I have a script that generates tens of thousands of inserts into a postgres db through a custom ORM. As you can imagine, it\'s quite slow. This is used for development purpose
The fastest way to insert data would be the COPY
command.
But that requires a flat file as its input. I guess generating a flat file is not an option.
Don't commit too often, especially do not run this with autocommit enabled. "Tens of thousands" sounds like a single commit at the end would be just right.
If you can convice your ORM to make use of Postgres' multi-row insert that would speed up things as well
This is an example of a multi-row insert:
insert into my_table (col1, col2) values (row_1_col_value1, row_1_col_value_2), (row_2_col_value1, row_2_col_value_2), (row_3_col_value1, row_3_col_value_2)
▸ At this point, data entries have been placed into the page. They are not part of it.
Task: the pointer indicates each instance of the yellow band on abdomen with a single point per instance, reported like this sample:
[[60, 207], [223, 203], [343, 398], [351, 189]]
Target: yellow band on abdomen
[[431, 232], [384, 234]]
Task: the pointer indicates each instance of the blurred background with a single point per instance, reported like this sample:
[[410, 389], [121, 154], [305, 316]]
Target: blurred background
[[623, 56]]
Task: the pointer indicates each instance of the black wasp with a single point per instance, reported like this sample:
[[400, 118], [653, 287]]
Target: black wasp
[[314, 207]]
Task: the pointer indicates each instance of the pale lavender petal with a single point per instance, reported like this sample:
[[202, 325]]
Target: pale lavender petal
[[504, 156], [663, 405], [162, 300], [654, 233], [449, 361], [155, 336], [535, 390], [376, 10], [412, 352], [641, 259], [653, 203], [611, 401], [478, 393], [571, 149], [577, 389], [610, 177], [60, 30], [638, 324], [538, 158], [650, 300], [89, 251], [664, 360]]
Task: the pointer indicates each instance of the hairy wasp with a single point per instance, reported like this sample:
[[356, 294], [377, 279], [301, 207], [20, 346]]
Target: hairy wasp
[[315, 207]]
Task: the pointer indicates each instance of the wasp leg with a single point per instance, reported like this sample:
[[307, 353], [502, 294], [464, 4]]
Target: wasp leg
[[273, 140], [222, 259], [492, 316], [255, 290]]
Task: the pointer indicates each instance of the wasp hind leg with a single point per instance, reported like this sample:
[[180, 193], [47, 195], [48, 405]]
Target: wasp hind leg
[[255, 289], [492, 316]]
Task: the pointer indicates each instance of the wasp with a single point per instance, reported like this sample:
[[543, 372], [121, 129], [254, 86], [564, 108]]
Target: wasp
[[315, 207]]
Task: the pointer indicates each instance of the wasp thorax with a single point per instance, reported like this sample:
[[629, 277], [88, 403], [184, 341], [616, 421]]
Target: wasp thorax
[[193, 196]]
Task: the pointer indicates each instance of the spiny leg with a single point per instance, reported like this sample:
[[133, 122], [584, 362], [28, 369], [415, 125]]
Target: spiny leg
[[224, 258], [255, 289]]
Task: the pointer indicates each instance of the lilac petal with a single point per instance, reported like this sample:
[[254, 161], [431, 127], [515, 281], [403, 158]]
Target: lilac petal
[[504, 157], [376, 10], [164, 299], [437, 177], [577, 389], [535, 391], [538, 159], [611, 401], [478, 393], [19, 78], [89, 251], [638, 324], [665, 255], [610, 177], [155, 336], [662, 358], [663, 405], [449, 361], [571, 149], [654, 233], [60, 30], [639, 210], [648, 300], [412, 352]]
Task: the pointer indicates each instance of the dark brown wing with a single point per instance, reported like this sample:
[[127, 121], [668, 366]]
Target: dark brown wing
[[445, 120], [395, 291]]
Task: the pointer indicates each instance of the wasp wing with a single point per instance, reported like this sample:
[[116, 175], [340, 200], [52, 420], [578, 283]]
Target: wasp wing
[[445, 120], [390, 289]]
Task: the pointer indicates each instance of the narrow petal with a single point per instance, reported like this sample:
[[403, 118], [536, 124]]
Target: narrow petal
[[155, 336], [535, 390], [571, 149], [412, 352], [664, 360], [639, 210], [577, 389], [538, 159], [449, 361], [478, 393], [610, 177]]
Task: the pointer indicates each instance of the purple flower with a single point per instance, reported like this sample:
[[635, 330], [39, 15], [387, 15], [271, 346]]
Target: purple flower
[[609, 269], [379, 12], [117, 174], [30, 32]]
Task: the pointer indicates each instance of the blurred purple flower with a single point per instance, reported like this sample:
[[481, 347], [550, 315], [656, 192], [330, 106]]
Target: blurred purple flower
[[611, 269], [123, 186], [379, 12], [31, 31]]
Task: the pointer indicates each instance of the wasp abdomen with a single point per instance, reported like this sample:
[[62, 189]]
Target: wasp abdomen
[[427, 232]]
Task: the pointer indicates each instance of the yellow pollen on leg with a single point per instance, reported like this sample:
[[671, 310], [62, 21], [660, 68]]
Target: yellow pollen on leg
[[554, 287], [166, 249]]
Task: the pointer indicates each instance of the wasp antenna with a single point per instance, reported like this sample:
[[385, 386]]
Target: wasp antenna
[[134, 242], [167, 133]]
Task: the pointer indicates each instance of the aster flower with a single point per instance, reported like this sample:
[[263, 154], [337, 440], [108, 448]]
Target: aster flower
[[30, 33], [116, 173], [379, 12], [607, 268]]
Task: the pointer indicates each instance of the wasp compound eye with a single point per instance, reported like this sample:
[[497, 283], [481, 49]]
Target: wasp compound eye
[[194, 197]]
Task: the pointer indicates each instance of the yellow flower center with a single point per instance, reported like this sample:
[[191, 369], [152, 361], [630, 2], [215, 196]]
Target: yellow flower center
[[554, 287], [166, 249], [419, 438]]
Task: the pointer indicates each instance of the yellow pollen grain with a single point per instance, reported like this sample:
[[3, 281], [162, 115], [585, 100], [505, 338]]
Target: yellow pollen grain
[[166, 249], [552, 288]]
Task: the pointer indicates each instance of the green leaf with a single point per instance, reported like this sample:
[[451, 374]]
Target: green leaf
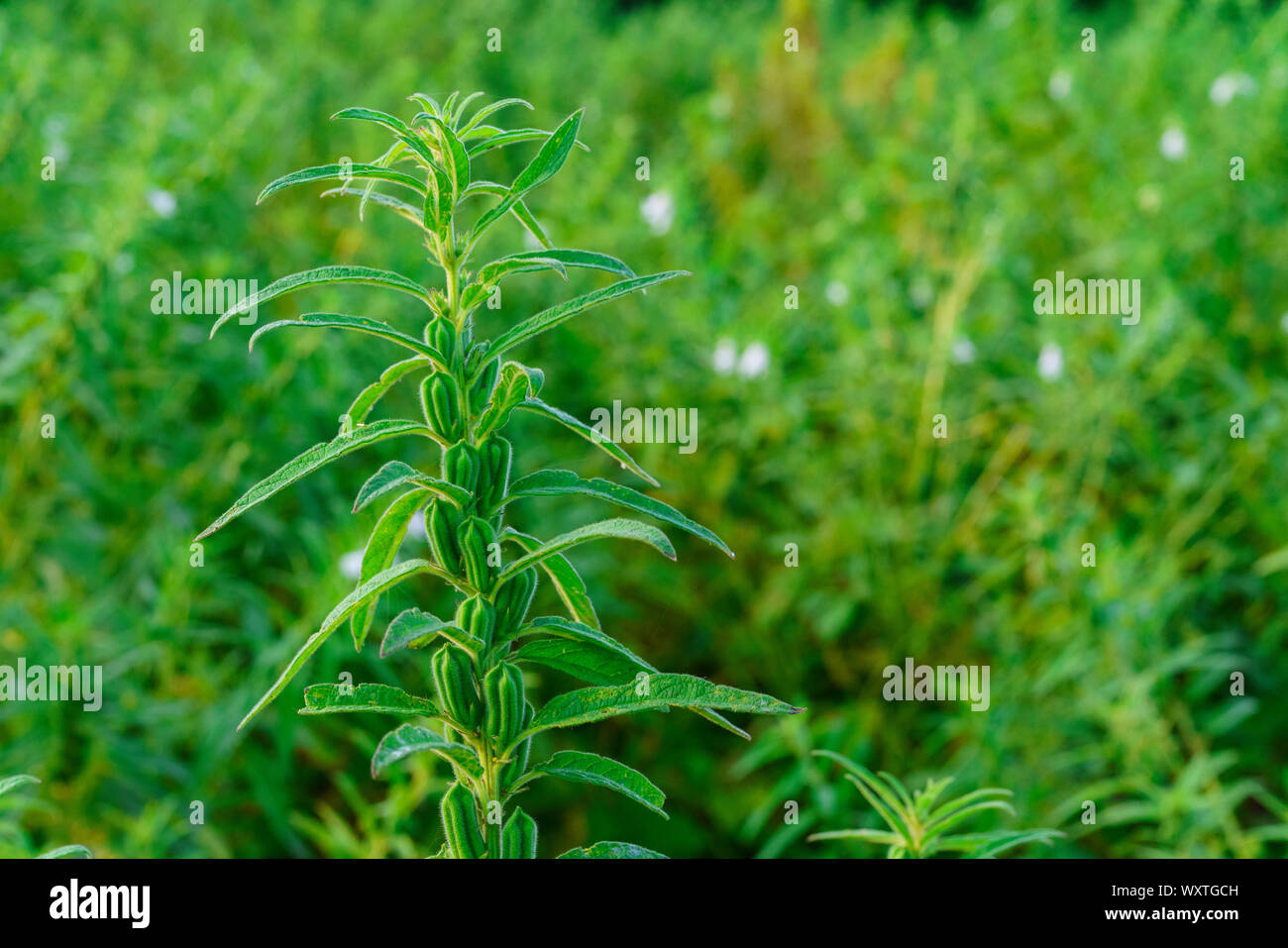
[[386, 699], [347, 171], [351, 603], [8, 784], [541, 168], [562, 312], [399, 207], [612, 850], [617, 527], [378, 554], [513, 137], [368, 398], [394, 474], [331, 274], [408, 738], [552, 483], [610, 449], [603, 772], [585, 260], [588, 704], [490, 110], [316, 458], [416, 629], [360, 324], [567, 581]]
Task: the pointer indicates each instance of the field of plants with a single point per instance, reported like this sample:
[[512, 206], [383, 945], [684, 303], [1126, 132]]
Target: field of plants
[[909, 462]]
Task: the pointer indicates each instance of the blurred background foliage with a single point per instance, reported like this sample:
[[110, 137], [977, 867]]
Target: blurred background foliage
[[768, 168]]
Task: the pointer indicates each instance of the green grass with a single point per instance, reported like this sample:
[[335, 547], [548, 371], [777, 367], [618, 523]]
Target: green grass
[[809, 168]]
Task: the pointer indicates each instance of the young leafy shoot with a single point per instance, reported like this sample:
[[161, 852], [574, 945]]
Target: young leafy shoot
[[917, 828], [481, 717]]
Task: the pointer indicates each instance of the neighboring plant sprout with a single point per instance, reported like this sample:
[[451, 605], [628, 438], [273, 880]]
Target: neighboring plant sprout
[[72, 852], [482, 716], [918, 828]]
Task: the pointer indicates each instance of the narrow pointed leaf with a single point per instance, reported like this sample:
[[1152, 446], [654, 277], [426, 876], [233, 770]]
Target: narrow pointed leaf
[[549, 318], [395, 474], [610, 850], [604, 772], [588, 704], [386, 699], [347, 171], [608, 447], [618, 527], [553, 483], [316, 458], [378, 554], [375, 586], [416, 629], [331, 274], [410, 738], [368, 398], [567, 581], [360, 324], [541, 168]]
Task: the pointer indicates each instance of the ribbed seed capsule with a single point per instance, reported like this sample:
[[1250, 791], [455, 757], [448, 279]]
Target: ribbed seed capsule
[[441, 523], [481, 389], [518, 764], [462, 823], [454, 682], [503, 699], [494, 458], [477, 616], [462, 466], [476, 536], [519, 836], [513, 599], [438, 394]]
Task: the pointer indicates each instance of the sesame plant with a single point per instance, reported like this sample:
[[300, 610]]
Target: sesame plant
[[481, 720], [918, 828], [14, 844]]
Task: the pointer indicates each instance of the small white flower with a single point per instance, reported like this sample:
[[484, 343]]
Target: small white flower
[[964, 351], [1231, 84], [1059, 85], [162, 202], [1172, 145], [351, 565], [658, 211], [1050, 363], [725, 357], [755, 361]]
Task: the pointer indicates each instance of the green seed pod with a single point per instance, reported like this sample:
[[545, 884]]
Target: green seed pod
[[441, 523], [475, 537], [462, 823], [477, 616], [454, 682], [462, 466], [518, 764], [519, 836], [481, 389], [442, 337], [438, 395], [502, 694], [494, 458], [513, 599]]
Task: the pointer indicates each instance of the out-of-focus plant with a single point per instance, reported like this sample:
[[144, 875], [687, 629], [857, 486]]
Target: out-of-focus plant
[[468, 393], [13, 843], [918, 828]]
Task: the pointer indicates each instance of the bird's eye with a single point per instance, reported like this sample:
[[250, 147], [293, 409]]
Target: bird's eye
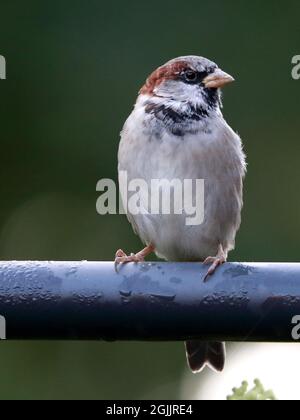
[[191, 76]]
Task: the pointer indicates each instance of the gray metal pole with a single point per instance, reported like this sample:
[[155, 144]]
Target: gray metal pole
[[151, 301]]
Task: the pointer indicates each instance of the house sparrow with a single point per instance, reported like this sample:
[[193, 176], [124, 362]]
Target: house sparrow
[[177, 131]]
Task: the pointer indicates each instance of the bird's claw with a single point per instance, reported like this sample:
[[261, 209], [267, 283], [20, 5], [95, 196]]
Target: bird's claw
[[215, 263], [122, 258]]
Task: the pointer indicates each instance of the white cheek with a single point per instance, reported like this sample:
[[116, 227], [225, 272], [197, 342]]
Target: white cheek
[[180, 91]]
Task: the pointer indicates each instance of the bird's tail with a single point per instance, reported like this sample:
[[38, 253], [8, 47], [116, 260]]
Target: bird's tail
[[200, 354]]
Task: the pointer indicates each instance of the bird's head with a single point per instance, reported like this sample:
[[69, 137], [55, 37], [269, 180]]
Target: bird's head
[[188, 80]]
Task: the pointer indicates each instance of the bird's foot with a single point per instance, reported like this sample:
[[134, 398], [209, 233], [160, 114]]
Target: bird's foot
[[122, 258], [215, 262]]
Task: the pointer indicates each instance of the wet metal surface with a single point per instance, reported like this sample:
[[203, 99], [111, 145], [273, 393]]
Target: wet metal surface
[[149, 301]]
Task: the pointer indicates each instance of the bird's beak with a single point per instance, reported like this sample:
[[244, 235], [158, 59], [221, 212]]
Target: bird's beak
[[217, 80]]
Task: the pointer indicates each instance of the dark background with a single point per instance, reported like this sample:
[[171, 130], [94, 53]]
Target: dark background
[[73, 72]]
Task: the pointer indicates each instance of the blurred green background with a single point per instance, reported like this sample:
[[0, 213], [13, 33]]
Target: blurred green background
[[73, 72]]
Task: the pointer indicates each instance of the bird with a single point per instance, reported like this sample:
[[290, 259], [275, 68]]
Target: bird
[[177, 131]]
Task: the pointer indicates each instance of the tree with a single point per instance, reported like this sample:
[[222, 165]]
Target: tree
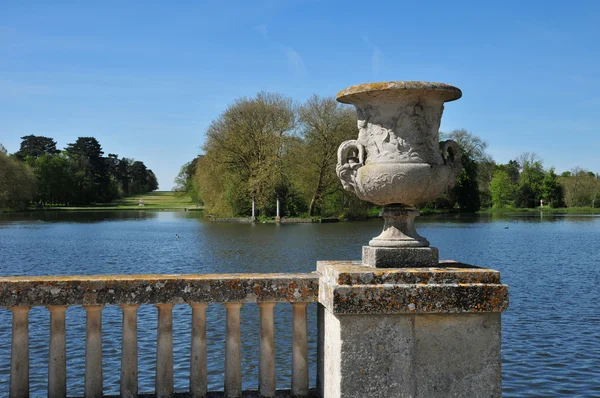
[[475, 147], [530, 188], [502, 188], [54, 177], [17, 183], [513, 169], [469, 143], [580, 188], [466, 191], [35, 146], [325, 125], [185, 181], [552, 190], [247, 144]]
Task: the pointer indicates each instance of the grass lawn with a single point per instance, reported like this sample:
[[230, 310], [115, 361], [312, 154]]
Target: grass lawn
[[158, 200]]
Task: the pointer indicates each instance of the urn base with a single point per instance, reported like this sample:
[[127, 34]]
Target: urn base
[[400, 257]]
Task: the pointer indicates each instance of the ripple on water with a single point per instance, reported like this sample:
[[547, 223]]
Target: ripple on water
[[551, 332]]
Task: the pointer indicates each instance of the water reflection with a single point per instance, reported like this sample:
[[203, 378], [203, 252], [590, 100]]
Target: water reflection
[[550, 262]]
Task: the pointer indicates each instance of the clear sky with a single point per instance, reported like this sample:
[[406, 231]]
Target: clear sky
[[146, 78]]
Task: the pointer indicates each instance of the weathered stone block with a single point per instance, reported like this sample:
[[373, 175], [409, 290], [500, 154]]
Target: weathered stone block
[[400, 257], [410, 332]]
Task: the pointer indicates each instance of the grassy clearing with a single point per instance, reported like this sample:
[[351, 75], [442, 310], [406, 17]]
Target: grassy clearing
[[158, 200]]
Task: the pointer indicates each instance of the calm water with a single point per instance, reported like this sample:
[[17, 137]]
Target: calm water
[[551, 332]]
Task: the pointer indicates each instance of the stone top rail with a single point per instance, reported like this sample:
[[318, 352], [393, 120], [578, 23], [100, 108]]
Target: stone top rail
[[158, 289]]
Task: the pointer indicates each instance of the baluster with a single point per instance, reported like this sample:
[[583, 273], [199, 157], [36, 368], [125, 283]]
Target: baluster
[[57, 358], [198, 379], [129, 359], [164, 351], [266, 369], [19, 354], [299, 350], [93, 351], [233, 353]]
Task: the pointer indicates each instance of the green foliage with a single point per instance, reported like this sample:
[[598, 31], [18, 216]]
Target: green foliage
[[265, 148], [17, 183], [466, 191], [552, 190], [81, 175], [530, 189], [581, 188], [502, 189], [35, 146]]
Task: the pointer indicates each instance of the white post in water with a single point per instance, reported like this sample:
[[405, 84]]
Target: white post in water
[[402, 323]]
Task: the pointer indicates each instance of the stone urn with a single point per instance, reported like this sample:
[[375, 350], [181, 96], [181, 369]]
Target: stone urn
[[398, 162]]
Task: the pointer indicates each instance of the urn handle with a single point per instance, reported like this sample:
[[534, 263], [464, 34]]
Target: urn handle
[[451, 154], [351, 156]]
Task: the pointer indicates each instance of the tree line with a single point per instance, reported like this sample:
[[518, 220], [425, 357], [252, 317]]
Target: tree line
[[267, 147], [77, 175]]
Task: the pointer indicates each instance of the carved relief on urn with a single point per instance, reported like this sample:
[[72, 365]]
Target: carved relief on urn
[[397, 159]]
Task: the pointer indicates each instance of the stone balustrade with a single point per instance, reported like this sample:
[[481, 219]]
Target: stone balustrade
[[57, 293], [382, 332]]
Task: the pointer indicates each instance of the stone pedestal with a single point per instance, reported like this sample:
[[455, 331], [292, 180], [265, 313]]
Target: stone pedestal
[[400, 257], [410, 332]]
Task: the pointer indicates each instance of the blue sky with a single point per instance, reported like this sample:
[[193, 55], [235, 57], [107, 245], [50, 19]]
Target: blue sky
[[146, 78]]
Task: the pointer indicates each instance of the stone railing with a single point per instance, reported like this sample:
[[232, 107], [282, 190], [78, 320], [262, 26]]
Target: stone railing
[[382, 332], [19, 294]]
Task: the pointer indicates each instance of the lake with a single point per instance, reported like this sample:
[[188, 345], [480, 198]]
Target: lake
[[550, 333]]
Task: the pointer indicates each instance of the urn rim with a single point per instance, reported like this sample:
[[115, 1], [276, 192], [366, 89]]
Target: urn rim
[[398, 89]]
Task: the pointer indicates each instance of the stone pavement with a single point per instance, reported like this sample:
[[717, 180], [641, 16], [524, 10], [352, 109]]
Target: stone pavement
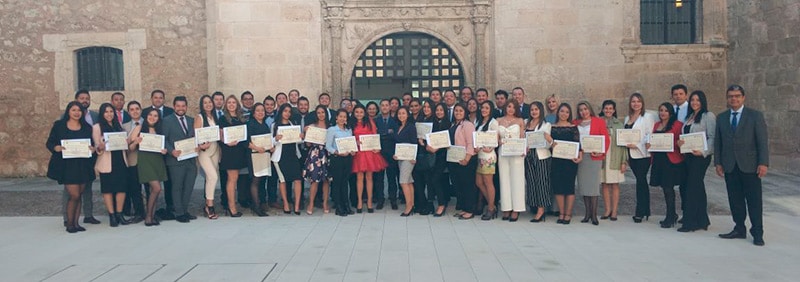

If you can't generate the above syntax and you are using Java make sure you are using batched statements instead of single statement inserts (maybe other DB layers allow something similar)
Edit:
jmz' post inspired me to add something:
You might also see an improvement when you increase wal_buffers
to some bigger value (e.g. 8MB) and checkpoint_segments
(e.g. 16)
One thing you can do is remove all indexs, do your inserts, and then recreate the indexes.
Are you sending a batch of tens of thousands of INSERTs OR are you sending tens of thousands of INSERTs?
I know with Hibernate you can batch all your SQL statements up and send them at the end in one big chunk instead of taking the tax of network and database overhead of making thousands of SQL statements individually.
If you don't need that kind of functionality in production environment, I'd suggest you turn fsync off from your PostgreSQL config. This will speed up the inserts dramatically.
Never turn off fsync on a production database.
For inserts that number in the hundreds to thousands, batch them:
begin;
insert1 ...
insert2 ...
...
insert10k ...
commit;
For inserts in the millions use copy:
COPY test (ts) FROM stdin;
2010-11-29 22:32:01.383741-07
2010-11-29 22:32:01.737722-07
... 1Million rows
\.
Make sure any col used as an fk in another table is indexed if it's more than trivial in size in the other table.
If you are just initializing constant test data, you could also put the test data into a staging table(s), then just copy the table contents, using
INSERT INTO... SELECT...
that should be about as fast as using COPY (though I did not benchmark it), with the advantage that you can copy using just SQL commands, without the hassle of setting up an external file like for COPY.